長文のコメント失礼いたしました。勝手ながら、個人的感想まで書いてしまいました。こうやって、様々な意見を読ませていただけるのは、とても楽しいです。

JOLLYさんのブログは、テーマのバランス配分も良く、内容に批評性があって好きです。いつも面白く読ませていただいています。ニッキではないですが、毎日書く努力、心から尊敬します。

日頃のお礼&舞台の個人的感想まで。

くさり

追伸:アイバさんの「ただいま。た・だ・い・ま。」は最高ですね(「嵐ちゃん」の米倉涼子回での告白コント内)。「ただいま」を言わされたら、いま、日本最強なんじゃないか思いました。「マイガール」楽しみです。

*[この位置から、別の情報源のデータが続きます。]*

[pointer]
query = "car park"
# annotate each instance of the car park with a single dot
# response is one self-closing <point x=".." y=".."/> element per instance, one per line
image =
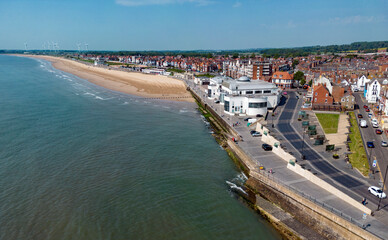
<point x="376" y="191"/>
<point x="363" y="123"/>
<point x="266" y="147"/>
<point x="255" y="134"/>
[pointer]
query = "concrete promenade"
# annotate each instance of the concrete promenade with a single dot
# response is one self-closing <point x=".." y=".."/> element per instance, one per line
<point x="376" y="224"/>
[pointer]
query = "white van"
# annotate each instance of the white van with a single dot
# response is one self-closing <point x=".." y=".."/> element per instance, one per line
<point x="363" y="123"/>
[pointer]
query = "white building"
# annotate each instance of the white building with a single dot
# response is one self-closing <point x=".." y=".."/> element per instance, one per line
<point x="372" y="91"/>
<point x="243" y="96"/>
<point x="361" y="81"/>
<point x="324" y="81"/>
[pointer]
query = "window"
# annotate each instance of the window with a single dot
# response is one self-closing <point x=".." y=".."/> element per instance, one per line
<point x="226" y="106"/>
<point x="257" y="105"/>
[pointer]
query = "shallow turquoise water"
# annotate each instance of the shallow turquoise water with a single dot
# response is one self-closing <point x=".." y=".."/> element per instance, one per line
<point x="81" y="162"/>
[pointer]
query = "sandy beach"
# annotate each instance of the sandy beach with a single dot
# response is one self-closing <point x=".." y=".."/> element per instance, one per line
<point x="139" y="84"/>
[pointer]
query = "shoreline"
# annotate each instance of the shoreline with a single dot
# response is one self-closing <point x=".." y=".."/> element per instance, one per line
<point x="133" y="83"/>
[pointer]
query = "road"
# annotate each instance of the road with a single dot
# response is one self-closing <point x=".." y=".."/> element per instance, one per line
<point x="378" y="153"/>
<point x="350" y="185"/>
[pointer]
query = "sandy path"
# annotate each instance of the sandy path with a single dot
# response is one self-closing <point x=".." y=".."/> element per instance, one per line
<point x="139" y="84"/>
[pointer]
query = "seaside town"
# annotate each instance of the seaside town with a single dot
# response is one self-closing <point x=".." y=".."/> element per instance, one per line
<point x="330" y="80"/>
<point x="311" y="128"/>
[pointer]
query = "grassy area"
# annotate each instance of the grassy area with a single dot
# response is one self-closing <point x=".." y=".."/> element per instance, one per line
<point x="176" y="70"/>
<point x="358" y="157"/>
<point x="205" y="75"/>
<point x="114" y="63"/>
<point x="329" y="122"/>
<point x="86" y="60"/>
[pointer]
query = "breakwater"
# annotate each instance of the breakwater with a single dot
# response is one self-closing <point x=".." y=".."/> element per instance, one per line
<point x="301" y="218"/>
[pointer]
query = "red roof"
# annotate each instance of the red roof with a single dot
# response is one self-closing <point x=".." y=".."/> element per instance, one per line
<point x="281" y="75"/>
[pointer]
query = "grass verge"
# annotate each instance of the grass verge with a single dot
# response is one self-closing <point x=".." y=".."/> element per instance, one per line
<point x="329" y="122"/>
<point x="358" y="157"/>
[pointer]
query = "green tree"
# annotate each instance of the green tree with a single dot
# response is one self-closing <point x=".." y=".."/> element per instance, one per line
<point x="294" y="63"/>
<point x="299" y="76"/>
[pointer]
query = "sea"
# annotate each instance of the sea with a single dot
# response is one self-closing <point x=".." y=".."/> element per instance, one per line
<point x="78" y="161"/>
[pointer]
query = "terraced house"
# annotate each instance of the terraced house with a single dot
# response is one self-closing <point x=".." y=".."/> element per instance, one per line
<point x="282" y="79"/>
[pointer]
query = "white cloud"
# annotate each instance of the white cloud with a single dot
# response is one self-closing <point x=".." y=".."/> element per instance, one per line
<point x="134" y="3"/>
<point x="237" y="4"/>
<point x="356" y="19"/>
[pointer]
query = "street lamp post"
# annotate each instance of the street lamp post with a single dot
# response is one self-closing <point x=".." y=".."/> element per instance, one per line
<point x="303" y="157"/>
<point x="385" y="177"/>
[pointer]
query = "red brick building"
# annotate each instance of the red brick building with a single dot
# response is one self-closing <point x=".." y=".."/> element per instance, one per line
<point x="321" y="95"/>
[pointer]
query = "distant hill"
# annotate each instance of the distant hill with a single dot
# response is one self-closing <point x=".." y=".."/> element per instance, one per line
<point x="365" y="47"/>
<point x="356" y="47"/>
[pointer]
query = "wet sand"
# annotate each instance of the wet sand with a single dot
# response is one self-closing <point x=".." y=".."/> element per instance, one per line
<point x="139" y="84"/>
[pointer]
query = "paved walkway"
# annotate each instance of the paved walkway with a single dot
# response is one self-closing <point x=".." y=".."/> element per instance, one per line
<point x="339" y="138"/>
<point x="252" y="147"/>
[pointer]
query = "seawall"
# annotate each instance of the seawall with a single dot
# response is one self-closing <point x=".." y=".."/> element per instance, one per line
<point x="300" y="216"/>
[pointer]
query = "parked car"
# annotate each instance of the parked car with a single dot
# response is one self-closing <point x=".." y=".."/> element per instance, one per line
<point x="363" y="123"/>
<point x="266" y="147"/>
<point x="255" y="134"/>
<point x="377" y="192"/>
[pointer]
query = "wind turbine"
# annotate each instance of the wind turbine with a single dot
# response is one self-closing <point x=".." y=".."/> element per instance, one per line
<point x="57" y="46"/>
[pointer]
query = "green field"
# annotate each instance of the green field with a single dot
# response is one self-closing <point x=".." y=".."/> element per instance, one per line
<point x="329" y="122"/>
<point x="358" y="157"/>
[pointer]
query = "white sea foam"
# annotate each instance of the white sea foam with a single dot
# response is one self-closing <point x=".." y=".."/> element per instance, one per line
<point x="235" y="187"/>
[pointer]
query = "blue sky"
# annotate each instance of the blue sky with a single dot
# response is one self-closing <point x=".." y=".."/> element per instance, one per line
<point x="190" y="24"/>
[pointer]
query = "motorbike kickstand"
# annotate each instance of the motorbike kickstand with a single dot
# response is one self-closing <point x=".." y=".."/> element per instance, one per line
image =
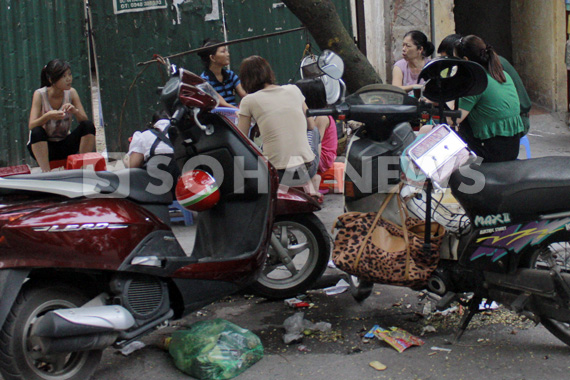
<point x="472" y="309"/>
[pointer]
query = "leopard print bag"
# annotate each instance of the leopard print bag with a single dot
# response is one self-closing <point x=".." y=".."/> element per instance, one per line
<point x="380" y="251"/>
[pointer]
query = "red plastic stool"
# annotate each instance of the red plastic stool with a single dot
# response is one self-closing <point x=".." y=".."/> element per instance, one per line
<point x="13" y="170"/>
<point x="78" y="161"/>
<point x="333" y="178"/>
<point x="57" y="164"/>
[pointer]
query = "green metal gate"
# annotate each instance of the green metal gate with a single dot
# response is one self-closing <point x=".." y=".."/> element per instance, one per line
<point x="33" y="33"/>
<point x="128" y="91"/>
<point x="36" y="31"/>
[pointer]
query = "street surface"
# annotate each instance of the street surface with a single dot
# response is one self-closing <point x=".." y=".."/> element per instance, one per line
<point x="497" y="344"/>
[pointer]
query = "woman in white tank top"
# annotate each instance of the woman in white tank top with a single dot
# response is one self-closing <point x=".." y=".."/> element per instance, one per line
<point x="53" y="107"/>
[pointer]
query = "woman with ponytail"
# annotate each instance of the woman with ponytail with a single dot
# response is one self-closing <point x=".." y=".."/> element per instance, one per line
<point x="490" y="122"/>
<point x="416" y="50"/>
<point x="53" y="106"/>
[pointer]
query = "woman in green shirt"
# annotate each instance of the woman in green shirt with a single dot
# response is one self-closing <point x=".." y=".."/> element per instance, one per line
<point x="490" y="122"/>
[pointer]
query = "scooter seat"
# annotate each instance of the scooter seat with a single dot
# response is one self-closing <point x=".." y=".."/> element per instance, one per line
<point x="134" y="184"/>
<point x="522" y="188"/>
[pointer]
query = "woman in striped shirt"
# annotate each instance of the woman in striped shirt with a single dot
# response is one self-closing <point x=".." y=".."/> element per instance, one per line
<point x="224" y="81"/>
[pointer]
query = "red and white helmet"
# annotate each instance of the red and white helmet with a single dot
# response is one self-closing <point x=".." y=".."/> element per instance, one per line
<point x="197" y="190"/>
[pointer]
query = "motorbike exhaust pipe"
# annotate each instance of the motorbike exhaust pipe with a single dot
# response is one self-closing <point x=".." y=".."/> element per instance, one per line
<point x="46" y="346"/>
<point x="83" y="321"/>
<point x="80" y="329"/>
<point x="438" y="283"/>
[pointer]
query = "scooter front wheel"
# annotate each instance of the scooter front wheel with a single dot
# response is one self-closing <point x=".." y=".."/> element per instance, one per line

| くさり | 2009/08/19 19:54 | URL |

>秘密のコメントを下さった方

お久しぶりです。その節はどうも。
舞台、御覧になられていたようで、何よりです。
そうなんですよね、原作本、再販されているようですね。
紀伊国屋あたりには山積みになっているとか。
WEBでも売ってるところもあったから、
きっと、今頃欲しくて探していた方は手にとっておられるかもしれませんね。

>くさりさん

母エルシーの浮気相手はサミーという名でしたか。
言われて見れば、妙にあの人を思い出して笑えますね。(笑)
劇中は、そんなことすっかり気にも留めておりませんでした。
さすが、「にのみまにあ」さん。
注目するところが細かいですねー。(笑)
私のブログ、節操がないでしょ?(苦笑)
それを気に入っていただけてるとは、気が楽というか、
光栄というか、ホっとします。
暖かいコメントをありがとうございます。
そして、ダーリンのドラマ、本当に楽しみです。